O grupo – cerca de 500 manifestantes – foi até a ponte sobre o Rio Gravataí, divisa com Porto Alegre, e interrompeu o trânsito, nos dois sentidos.
O bloqueio durou alguns minutos, suficientes para causar congestionamento de veículos em ambos os sentidos. Depois disso os funcionários municipais em greve retornaram pela Flores da Cunha em direção à Prefeitura, dispersando-se no calçadão.
Os grevistas utilizaram um caminhão de som, apitos, e levaram faixas e cartazes, alertando a população para o pacote de medidas do prefeito Miki Breier (PSB) que cortou vantagens agregadas em seus salários e que foram aprovadas pela Câmara de Vereadores.

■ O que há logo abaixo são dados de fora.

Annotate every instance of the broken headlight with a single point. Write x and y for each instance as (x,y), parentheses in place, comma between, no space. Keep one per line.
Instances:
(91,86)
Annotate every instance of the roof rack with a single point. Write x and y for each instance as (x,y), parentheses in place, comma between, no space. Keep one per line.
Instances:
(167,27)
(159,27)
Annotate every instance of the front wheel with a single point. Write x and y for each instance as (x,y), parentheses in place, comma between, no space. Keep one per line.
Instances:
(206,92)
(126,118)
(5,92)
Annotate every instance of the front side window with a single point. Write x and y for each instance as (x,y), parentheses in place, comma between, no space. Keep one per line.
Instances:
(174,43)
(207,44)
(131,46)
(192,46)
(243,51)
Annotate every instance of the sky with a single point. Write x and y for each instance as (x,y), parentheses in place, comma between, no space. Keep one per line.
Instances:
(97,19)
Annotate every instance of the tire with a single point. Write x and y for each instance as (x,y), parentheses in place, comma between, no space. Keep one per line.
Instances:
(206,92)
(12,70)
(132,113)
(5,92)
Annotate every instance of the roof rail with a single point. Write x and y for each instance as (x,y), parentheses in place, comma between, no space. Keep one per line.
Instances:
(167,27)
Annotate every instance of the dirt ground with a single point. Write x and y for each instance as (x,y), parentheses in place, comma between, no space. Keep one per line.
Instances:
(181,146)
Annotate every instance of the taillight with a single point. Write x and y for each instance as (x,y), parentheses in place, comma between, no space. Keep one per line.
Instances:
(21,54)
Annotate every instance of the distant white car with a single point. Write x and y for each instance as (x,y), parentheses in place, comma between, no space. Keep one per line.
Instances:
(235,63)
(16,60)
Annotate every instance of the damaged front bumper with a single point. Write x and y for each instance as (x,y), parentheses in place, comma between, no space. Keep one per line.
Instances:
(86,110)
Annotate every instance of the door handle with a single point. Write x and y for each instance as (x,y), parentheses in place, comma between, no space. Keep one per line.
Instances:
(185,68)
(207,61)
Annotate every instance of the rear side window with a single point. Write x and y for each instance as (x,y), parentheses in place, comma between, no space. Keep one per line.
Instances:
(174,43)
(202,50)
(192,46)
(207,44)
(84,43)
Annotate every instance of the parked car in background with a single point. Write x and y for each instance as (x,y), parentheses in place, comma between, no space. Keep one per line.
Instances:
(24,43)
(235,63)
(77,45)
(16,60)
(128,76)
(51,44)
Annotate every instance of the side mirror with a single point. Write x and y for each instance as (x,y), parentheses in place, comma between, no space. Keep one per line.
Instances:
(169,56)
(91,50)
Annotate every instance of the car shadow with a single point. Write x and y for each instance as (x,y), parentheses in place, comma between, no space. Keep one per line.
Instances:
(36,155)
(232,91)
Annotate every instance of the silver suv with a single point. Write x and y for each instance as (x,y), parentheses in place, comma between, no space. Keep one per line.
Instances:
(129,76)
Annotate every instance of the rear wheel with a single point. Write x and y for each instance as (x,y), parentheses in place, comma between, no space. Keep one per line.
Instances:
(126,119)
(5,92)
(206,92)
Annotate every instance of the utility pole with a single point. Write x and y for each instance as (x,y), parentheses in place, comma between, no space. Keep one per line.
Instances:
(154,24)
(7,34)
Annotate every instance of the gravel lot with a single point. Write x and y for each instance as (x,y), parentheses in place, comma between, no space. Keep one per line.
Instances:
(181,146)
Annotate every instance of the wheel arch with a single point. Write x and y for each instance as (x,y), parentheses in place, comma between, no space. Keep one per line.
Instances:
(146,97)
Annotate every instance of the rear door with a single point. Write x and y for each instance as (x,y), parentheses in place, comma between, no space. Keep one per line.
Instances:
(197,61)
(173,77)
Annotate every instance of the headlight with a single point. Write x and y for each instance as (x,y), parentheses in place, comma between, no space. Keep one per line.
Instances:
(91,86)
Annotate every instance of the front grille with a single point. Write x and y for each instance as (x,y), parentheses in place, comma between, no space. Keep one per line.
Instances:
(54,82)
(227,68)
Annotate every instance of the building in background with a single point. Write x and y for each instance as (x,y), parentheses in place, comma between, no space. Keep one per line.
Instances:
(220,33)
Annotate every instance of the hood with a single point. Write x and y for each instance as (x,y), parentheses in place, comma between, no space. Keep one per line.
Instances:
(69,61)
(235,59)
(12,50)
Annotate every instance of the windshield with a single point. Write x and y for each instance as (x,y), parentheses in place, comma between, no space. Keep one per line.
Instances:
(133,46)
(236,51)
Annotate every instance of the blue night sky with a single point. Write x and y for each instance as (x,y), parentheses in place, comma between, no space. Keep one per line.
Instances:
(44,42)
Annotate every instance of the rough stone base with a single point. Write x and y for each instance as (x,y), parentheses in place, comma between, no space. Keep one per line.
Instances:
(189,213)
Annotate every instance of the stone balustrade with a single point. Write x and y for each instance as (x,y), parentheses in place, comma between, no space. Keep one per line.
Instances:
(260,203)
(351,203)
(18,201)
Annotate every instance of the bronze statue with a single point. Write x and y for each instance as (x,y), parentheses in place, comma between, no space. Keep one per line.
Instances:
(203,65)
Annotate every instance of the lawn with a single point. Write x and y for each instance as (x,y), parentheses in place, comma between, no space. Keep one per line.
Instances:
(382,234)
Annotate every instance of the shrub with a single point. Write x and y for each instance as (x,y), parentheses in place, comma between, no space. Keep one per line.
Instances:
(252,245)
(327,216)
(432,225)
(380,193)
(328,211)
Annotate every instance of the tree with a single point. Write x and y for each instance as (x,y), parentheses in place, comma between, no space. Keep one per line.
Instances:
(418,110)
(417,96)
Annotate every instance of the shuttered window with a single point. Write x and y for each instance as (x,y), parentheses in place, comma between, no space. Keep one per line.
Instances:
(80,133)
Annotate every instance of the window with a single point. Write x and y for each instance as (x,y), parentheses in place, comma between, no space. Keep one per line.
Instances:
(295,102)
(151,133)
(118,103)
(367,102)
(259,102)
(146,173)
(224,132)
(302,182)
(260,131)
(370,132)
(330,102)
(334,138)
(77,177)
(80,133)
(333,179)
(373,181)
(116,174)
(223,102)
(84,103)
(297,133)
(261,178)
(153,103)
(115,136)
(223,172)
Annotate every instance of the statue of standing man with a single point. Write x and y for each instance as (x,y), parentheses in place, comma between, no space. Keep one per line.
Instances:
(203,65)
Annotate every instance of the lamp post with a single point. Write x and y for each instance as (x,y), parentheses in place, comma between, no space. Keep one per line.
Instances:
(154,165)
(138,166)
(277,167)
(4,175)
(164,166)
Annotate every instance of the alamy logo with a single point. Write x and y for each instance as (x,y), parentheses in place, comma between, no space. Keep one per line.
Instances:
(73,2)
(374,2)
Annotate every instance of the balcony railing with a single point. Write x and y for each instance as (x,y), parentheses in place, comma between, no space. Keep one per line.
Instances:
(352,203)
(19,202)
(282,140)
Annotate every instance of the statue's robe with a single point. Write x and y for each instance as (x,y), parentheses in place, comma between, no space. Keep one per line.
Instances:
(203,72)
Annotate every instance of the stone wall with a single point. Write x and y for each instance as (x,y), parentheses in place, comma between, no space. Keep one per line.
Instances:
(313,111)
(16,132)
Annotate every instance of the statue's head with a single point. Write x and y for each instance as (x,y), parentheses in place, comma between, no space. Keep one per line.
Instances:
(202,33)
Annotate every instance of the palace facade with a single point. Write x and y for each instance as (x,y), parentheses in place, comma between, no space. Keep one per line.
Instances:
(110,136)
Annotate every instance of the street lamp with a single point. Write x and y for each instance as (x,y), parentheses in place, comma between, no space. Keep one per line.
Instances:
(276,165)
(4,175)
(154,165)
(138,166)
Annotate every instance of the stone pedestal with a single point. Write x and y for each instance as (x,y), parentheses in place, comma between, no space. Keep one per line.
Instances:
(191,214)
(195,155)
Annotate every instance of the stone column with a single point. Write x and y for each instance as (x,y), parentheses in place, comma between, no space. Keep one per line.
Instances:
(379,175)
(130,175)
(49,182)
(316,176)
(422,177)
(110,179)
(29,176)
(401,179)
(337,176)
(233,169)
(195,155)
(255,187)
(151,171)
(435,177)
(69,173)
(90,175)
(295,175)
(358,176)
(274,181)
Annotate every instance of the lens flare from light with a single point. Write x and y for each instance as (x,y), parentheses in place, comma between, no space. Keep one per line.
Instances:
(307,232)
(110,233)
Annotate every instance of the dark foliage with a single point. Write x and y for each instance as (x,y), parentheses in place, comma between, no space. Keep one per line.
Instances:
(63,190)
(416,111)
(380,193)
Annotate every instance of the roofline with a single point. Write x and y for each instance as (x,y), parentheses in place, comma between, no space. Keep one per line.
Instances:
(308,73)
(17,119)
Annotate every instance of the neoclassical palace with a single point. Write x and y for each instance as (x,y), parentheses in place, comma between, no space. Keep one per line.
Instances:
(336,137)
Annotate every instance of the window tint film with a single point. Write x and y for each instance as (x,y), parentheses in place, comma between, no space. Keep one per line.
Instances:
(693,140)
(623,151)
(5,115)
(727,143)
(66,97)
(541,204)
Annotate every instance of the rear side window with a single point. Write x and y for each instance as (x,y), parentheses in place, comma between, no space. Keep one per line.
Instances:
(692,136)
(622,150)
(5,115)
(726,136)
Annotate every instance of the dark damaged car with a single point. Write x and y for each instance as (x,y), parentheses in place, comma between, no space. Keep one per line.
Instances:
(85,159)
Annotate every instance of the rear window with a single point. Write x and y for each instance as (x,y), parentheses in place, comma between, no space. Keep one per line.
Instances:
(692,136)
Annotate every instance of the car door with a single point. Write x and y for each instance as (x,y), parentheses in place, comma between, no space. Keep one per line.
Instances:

: Centenas de funcionários em greve caminharam pela Flores da Cunha, na manhã desta sexta, até a ponte
O Simca reiterou a disposição de manter a paralização por tempo indeterminado – hoje a greve iniciada em 6 de março completou 32 dias – e exige que o prefeito Miki revogue o conjunto de medidas, única forma de encerrarem o movimento.
Segundo o site de notícias do Correio do Povo, foram cerca de 1 mil os manifestantes, entre servidores municipais e estudantes, que marcharam pela principal avenida da cidade e bloquearam a ponte na divida com a capital dos gaúhcos.